Black Women Are the Faces of Breast Cancer, Too
Carla Ferrell discussed the importance of breast cancer awareness at a Congressional Black Caucus Foundation forum. (Photo: Ethan Miller/Getty Images)
Breast cancer is an equal-opportunity offender. When October rolls around, Americans don pink ribbons to raise awareness and campaigns are launched. But why are there no Black faces to help tell the story of the disease?
Sometimes one's own dealings with breast cancer can be inhibiting, said Carla Ferrell, host of The Steve Harvey Show. Ferrell shared a tender and candid story of the 2004 loss of her mother to the disease with attendees at a Friday forum titled "Celebrating Survival and Fighting Breast Cancer in African-American Women" at the Congressional Black Caucus Foundation's Annual Legislative Conference.
"It was just me and my mom; we ruled the world," Ferrell said of her upbringing.
Her mother was the kind of woman who put family first, was always caring for someone else and never got sick. Ferrell said that when she saw a lump protruding from her mother's chest, she implored her to see a doctor.
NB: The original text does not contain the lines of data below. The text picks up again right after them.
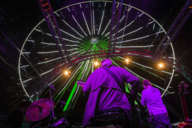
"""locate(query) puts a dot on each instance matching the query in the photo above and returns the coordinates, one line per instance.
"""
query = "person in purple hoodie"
(151, 98)
(104, 93)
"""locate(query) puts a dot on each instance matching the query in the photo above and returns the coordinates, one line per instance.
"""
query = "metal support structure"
(53, 26)
(183, 70)
(175, 27)
(116, 13)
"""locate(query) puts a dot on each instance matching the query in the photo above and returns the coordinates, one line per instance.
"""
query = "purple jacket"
(151, 98)
(112, 96)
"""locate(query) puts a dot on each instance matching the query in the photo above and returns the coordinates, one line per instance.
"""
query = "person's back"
(104, 92)
(151, 98)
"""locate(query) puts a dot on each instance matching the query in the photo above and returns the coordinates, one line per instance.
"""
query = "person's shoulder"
(144, 91)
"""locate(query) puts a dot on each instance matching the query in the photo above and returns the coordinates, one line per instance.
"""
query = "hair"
(146, 82)
(106, 63)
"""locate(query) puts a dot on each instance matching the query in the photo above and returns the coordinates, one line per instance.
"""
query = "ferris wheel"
(85, 29)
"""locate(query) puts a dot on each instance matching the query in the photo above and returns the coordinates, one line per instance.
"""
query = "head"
(146, 83)
(106, 63)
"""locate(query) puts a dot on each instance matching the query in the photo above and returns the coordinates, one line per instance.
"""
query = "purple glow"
(61, 121)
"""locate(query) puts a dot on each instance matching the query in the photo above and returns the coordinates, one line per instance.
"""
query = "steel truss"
(51, 21)
(183, 70)
(37, 92)
(116, 13)
(175, 27)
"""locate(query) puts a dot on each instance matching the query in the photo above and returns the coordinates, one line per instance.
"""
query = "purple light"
(61, 121)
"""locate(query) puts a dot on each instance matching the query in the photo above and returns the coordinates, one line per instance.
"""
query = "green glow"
(72, 93)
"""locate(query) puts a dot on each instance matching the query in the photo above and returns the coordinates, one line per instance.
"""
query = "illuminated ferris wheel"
(85, 28)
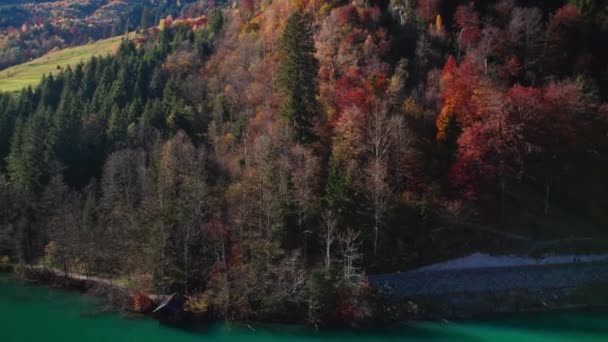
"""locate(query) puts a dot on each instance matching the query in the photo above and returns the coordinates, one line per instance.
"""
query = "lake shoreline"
(119, 299)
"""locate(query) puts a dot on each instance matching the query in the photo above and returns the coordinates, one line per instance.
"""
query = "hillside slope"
(19, 76)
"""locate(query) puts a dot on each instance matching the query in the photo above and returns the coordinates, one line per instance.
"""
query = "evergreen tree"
(117, 126)
(298, 76)
(30, 153)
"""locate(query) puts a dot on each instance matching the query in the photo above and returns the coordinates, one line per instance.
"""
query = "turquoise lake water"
(37, 313)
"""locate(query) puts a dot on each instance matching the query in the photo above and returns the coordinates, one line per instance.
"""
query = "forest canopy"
(263, 159)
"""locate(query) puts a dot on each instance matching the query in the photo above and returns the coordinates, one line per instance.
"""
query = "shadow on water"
(590, 321)
(70, 316)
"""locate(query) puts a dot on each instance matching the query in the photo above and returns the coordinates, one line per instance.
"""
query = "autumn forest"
(263, 157)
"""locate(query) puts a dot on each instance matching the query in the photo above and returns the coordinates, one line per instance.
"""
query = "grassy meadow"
(19, 76)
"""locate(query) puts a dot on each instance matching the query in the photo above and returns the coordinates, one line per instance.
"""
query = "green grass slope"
(19, 76)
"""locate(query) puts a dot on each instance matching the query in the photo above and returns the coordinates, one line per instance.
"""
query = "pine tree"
(117, 126)
(298, 77)
(31, 150)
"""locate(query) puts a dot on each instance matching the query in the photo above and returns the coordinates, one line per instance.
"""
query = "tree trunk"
(548, 185)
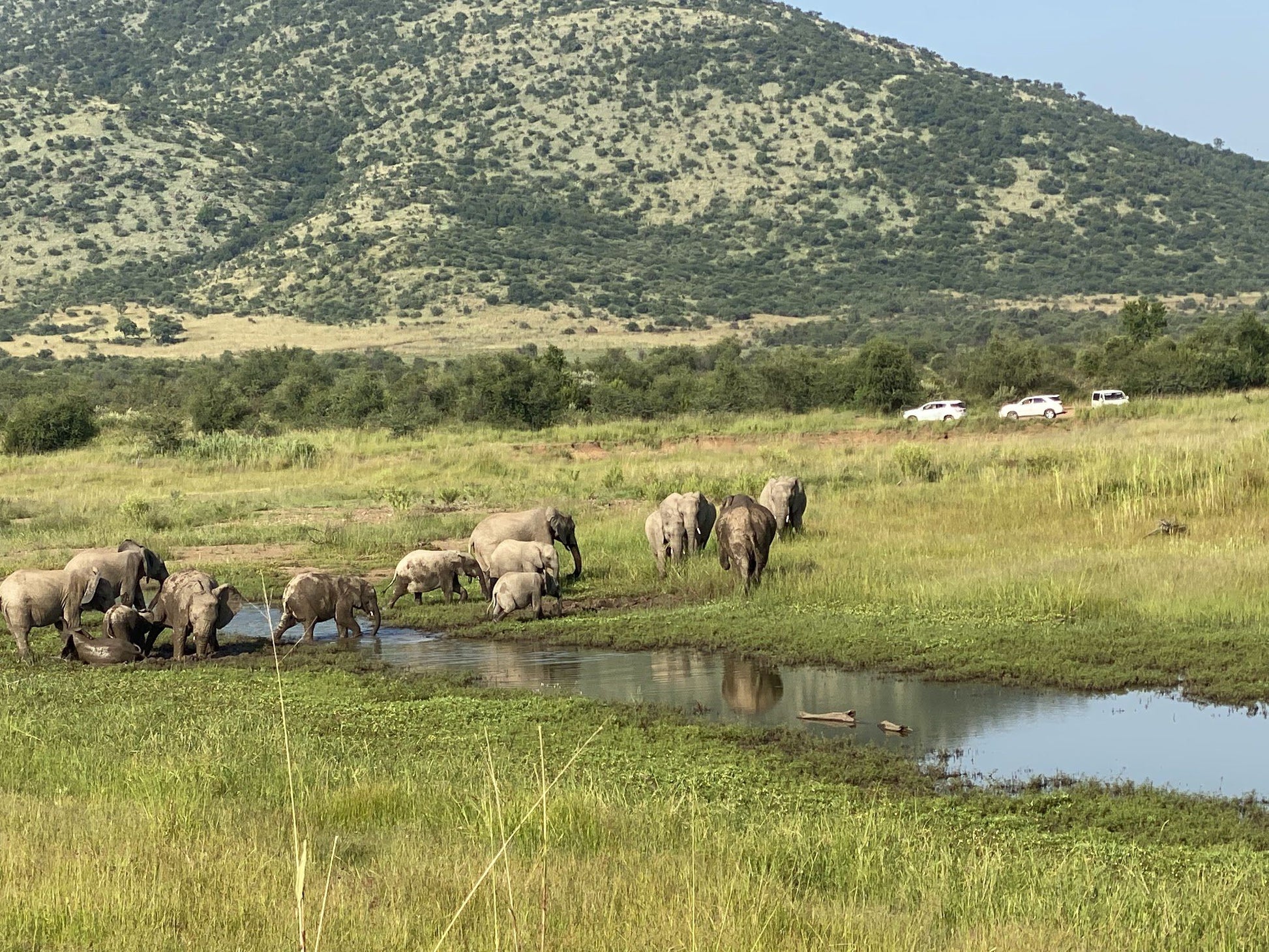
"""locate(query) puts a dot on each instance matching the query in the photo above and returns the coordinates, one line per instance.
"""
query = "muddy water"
(989, 732)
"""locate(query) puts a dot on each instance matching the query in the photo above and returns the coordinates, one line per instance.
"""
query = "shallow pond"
(989, 730)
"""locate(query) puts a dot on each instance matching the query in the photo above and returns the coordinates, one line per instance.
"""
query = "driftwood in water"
(846, 717)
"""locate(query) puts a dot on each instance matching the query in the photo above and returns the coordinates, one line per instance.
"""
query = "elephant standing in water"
(681, 526)
(745, 535)
(546, 526)
(32, 598)
(426, 571)
(192, 602)
(125, 568)
(786, 499)
(319, 597)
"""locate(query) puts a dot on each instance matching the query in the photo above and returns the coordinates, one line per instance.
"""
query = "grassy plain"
(147, 808)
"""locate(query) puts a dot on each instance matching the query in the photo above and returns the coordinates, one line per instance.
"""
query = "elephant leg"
(20, 635)
(287, 621)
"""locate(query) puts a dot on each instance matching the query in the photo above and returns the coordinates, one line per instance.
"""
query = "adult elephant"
(546, 526)
(319, 597)
(125, 568)
(516, 556)
(745, 533)
(190, 602)
(32, 598)
(786, 499)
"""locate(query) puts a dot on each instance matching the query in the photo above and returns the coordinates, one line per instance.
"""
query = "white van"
(1108, 398)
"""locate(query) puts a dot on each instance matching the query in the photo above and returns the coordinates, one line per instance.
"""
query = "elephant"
(745, 535)
(123, 568)
(546, 526)
(786, 499)
(190, 602)
(104, 650)
(516, 556)
(516, 591)
(32, 598)
(319, 597)
(126, 623)
(426, 571)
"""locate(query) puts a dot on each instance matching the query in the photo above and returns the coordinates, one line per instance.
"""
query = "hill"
(352, 162)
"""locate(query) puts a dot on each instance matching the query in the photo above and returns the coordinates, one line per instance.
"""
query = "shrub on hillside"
(42, 424)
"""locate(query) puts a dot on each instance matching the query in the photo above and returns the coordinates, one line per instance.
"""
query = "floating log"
(830, 716)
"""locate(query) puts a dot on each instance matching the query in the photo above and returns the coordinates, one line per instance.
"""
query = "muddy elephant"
(104, 650)
(190, 602)
(125, 568)
(32, 598)
(745, 535)
(516, 556)
(428, 571)
(516, 591)
(546, 526)
(319, 597)
(786, 499)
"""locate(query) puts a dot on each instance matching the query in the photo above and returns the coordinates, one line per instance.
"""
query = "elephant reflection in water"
(751, 687)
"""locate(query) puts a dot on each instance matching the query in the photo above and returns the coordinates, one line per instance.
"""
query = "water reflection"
(999, 732)
(749, 687)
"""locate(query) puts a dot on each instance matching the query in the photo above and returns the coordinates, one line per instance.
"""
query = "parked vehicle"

By the time she sought treatment, it was probably too late. She lived long enough to walk her daughter down the aisle, but not to see her first grandchild.
Ferrell, despite her loss, couldn't envision herself getting involved in "the sea of pink," and she definitely wasn't ready "to walk and make a difference in her memory." It wasn't until she experienced giving birth to her own daughter, who's now 4, a day when she cried out for her mother, that she wanted to make a contribution.
"That's when I decided that I had to do something to make a difference," said Ferrell, who now serves as an ambassador for Susan G. Komen for the Cure.
Sonja Lockett, BET Networks' Vice President for Corporate Social Responsibility, said that discussions with colleagues about the importance of mammograms and the high rate of breast cancer among African-American women led to BET's active involvement in raising awareness.
"Talking about the fact that during that wonderful month of October you did not see us in any magazines, you didn't see us really on the PSAs and it was almost like we didn't exist in this disease. We decided we should do something," Lockett explained. "We really feel that as a network we have this powerful voice that reaches millions of people — this microphone — and if we're not going to use it for good, our microphone needs to be silenced."
In addition to a campaign on its television network, BET uses social media and provides information online about where to get mammograms and offers an outlet where African-American women can hear from women who look like them and with whom they share similar journeys. The network also partners with organizations like Komen to form a Circle of Promise.
"One of the most powerful things is when we see images of ourselves on television, when we see our stories, that makes us go out and do things and start to talk, which is the most important thing," she said.